Whereas spilled gallstones are common, the incidence of complications related to these stones is relatively rare, occurring in 8.5% of patients. Most patients are asymptomatic, and in many cases, stones are simply discovered as an incidental finding on an imaging examination (usually CT or MRI) ( Figs. 81-14 to 81-16 ). Complications are thought to be more likely with infected stones (in the setting of acute cholecystitis), larger stone size (>1.5 cm), pigment stones, and increased age of the patient.

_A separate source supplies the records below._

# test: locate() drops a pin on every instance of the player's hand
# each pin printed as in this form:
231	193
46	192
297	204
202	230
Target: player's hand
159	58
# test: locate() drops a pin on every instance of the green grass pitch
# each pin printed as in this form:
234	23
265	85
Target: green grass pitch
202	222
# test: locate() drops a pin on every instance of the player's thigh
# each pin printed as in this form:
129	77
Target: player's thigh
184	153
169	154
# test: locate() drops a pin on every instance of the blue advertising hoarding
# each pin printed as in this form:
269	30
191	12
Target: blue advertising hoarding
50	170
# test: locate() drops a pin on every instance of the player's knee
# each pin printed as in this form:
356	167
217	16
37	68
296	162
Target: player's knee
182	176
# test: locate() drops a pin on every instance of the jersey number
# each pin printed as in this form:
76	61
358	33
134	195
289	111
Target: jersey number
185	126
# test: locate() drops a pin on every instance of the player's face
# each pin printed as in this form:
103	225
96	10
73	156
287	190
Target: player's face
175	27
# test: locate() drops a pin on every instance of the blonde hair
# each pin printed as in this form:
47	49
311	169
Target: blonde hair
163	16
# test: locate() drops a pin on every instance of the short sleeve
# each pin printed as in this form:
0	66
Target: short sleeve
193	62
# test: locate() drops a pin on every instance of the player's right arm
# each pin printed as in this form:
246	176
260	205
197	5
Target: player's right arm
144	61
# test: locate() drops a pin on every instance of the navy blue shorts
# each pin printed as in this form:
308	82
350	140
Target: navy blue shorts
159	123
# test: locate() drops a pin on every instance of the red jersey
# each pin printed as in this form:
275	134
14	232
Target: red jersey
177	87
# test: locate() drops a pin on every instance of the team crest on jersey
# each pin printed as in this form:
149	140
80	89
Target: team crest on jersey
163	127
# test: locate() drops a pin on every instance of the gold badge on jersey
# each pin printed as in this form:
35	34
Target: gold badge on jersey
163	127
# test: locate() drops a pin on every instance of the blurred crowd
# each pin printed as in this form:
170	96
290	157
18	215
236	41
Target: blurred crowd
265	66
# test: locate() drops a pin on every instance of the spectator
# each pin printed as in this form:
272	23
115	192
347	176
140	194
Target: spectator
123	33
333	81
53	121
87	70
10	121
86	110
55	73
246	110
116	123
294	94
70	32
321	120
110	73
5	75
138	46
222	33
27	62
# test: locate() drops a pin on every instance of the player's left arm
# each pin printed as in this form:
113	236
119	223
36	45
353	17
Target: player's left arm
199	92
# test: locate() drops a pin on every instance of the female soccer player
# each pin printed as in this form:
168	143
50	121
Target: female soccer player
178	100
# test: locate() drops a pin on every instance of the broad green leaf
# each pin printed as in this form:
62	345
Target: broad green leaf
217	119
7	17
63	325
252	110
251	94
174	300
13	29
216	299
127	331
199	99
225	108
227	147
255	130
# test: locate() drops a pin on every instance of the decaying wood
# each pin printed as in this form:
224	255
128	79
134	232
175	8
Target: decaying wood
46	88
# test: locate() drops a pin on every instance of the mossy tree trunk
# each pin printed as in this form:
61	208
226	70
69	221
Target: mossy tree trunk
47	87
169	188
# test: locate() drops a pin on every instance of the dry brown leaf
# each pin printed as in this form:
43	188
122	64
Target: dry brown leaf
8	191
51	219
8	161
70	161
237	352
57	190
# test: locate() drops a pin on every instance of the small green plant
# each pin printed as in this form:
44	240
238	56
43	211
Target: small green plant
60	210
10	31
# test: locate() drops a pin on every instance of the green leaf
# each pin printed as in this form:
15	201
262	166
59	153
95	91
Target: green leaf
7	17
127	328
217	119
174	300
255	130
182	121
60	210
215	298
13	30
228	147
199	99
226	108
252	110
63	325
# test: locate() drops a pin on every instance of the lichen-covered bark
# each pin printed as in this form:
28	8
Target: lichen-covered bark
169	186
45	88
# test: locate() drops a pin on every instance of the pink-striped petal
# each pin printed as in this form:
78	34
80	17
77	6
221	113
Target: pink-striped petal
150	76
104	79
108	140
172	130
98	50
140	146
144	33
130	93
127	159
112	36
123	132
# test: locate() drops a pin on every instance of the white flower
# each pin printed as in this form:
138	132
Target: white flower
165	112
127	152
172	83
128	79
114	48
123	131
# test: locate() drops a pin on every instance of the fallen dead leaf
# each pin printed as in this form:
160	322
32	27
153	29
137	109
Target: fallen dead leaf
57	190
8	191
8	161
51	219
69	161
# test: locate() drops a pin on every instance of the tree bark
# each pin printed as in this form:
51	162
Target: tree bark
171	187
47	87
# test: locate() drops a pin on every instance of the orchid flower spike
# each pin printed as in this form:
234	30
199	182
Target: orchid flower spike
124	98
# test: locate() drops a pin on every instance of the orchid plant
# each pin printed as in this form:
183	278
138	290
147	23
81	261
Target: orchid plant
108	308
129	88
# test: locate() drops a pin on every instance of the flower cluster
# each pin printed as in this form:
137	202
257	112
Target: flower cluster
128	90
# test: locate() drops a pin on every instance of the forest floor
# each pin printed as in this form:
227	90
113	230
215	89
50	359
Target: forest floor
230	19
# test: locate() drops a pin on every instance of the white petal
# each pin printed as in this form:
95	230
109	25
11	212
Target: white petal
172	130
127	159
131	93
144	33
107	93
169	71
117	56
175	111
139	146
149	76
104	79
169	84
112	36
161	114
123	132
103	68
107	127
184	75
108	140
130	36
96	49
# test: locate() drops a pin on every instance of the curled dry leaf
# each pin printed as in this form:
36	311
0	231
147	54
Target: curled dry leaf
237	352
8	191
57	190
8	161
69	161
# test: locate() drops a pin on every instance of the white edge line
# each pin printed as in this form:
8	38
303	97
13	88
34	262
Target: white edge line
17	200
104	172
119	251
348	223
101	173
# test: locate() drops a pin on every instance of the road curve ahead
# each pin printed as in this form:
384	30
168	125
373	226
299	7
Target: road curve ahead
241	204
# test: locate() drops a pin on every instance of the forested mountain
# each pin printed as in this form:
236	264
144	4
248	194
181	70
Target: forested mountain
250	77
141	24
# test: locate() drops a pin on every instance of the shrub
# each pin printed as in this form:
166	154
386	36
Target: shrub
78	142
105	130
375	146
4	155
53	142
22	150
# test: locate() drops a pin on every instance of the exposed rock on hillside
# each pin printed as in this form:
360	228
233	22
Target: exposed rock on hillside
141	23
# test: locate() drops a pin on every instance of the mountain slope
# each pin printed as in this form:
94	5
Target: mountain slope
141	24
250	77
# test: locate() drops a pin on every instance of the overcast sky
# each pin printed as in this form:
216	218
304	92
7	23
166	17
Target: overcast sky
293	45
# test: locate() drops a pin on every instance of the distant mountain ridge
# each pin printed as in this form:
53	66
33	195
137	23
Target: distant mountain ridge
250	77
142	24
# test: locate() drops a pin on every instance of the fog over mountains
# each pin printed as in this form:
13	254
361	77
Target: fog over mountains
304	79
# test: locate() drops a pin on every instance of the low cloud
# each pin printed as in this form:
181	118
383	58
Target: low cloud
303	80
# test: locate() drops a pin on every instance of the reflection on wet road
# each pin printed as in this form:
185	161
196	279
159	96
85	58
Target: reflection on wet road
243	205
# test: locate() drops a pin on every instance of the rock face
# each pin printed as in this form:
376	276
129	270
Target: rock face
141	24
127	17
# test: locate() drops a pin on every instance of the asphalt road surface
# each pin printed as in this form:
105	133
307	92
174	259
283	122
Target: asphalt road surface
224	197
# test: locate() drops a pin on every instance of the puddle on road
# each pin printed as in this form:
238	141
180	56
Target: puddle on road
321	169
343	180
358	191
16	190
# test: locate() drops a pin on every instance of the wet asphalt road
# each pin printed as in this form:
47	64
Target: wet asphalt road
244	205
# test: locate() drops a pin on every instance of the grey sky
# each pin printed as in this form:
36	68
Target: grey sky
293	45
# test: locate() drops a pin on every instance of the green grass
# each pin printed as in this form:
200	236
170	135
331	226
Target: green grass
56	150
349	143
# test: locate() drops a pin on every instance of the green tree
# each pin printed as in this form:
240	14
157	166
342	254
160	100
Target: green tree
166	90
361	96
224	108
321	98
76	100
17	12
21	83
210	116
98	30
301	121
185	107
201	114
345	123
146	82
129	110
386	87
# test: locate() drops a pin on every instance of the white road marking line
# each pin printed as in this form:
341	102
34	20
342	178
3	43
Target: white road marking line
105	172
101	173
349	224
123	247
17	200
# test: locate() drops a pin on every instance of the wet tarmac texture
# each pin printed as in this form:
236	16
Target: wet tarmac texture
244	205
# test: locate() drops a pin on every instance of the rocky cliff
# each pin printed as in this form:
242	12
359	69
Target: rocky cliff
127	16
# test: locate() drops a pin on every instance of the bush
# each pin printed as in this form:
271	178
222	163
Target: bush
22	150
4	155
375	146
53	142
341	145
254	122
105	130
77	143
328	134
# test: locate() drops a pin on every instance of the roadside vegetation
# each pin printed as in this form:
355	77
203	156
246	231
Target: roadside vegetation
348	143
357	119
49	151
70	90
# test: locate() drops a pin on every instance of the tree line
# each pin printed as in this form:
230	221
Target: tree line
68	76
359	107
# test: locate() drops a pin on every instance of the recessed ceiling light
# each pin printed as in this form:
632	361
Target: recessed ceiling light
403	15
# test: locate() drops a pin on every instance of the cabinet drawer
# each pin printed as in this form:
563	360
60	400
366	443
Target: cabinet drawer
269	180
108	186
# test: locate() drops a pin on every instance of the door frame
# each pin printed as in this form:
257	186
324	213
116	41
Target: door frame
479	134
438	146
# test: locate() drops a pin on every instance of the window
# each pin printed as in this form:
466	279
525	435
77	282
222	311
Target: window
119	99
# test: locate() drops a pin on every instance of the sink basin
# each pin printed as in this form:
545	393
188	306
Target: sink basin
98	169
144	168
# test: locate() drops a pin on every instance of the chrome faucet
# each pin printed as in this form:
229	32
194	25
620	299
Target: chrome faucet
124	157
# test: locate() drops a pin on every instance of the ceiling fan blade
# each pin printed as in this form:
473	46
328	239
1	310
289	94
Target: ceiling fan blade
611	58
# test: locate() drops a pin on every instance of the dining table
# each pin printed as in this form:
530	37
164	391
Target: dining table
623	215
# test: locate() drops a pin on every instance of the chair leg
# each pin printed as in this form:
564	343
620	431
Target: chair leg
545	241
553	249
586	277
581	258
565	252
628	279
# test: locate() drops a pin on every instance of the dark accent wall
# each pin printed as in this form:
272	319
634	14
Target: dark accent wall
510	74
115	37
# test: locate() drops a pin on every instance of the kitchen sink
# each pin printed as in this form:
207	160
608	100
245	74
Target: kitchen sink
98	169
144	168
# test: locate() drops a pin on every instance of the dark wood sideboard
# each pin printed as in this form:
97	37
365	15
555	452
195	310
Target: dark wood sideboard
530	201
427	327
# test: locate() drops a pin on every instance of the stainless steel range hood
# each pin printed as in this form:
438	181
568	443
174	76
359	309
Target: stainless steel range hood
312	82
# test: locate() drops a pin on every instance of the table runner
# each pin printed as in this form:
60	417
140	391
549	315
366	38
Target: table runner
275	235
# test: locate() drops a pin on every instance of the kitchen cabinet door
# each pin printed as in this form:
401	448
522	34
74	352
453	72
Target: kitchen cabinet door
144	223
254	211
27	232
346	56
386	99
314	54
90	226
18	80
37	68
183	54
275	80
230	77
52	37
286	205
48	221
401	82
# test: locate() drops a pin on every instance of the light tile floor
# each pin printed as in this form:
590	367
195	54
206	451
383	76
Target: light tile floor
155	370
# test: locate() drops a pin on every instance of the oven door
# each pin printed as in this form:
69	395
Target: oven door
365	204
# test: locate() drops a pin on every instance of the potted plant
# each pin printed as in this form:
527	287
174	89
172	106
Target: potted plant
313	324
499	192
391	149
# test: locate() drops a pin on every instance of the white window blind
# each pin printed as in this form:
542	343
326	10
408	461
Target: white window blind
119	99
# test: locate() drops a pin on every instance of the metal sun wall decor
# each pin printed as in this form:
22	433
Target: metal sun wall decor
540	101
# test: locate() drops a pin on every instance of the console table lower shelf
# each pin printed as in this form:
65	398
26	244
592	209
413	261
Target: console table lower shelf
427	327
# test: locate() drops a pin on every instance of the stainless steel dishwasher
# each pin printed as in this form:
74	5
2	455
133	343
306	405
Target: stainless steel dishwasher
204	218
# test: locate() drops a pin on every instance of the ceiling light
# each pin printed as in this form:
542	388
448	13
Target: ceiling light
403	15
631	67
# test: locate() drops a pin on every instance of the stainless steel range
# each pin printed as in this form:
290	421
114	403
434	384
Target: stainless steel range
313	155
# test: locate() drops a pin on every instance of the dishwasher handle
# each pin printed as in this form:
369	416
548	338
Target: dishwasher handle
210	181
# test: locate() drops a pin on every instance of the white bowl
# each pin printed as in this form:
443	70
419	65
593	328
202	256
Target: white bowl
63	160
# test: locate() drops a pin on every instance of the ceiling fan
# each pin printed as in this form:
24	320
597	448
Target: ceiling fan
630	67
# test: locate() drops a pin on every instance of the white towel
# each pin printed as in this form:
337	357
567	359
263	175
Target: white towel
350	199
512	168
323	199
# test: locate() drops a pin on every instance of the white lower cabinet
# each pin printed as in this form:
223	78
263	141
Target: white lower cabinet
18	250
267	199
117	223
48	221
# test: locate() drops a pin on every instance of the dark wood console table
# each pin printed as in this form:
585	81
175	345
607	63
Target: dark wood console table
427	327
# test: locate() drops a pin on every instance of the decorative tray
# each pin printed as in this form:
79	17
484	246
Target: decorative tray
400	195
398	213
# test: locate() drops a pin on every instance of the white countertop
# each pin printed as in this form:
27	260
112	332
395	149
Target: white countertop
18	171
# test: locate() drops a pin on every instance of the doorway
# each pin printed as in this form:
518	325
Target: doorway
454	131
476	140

The most common complication related to spilled stones is the development of an abscess surrounding the stones, either within the abdominal cavity (usually the subhepatic space or in the retroperitoneum inferior to the subhepatic space) or within the anterior abdominal wall itself ( Figs. 81-17 and 81-18 ). These abscesses can develop months or even years after surgery, and radiologists should always consider this a potential cause when confronted with a patient who develops an abdominal abscess of unknown etiology. The delay between cholecystectomy and abscess presentation can be considerable, probably as a result of the indolent nature of the inflammatory process and the often unusual sites of these abscesses. In one review, the time interval between cholecystectomy and the onset of symptoms was 5.5 months (range, 0-36 months).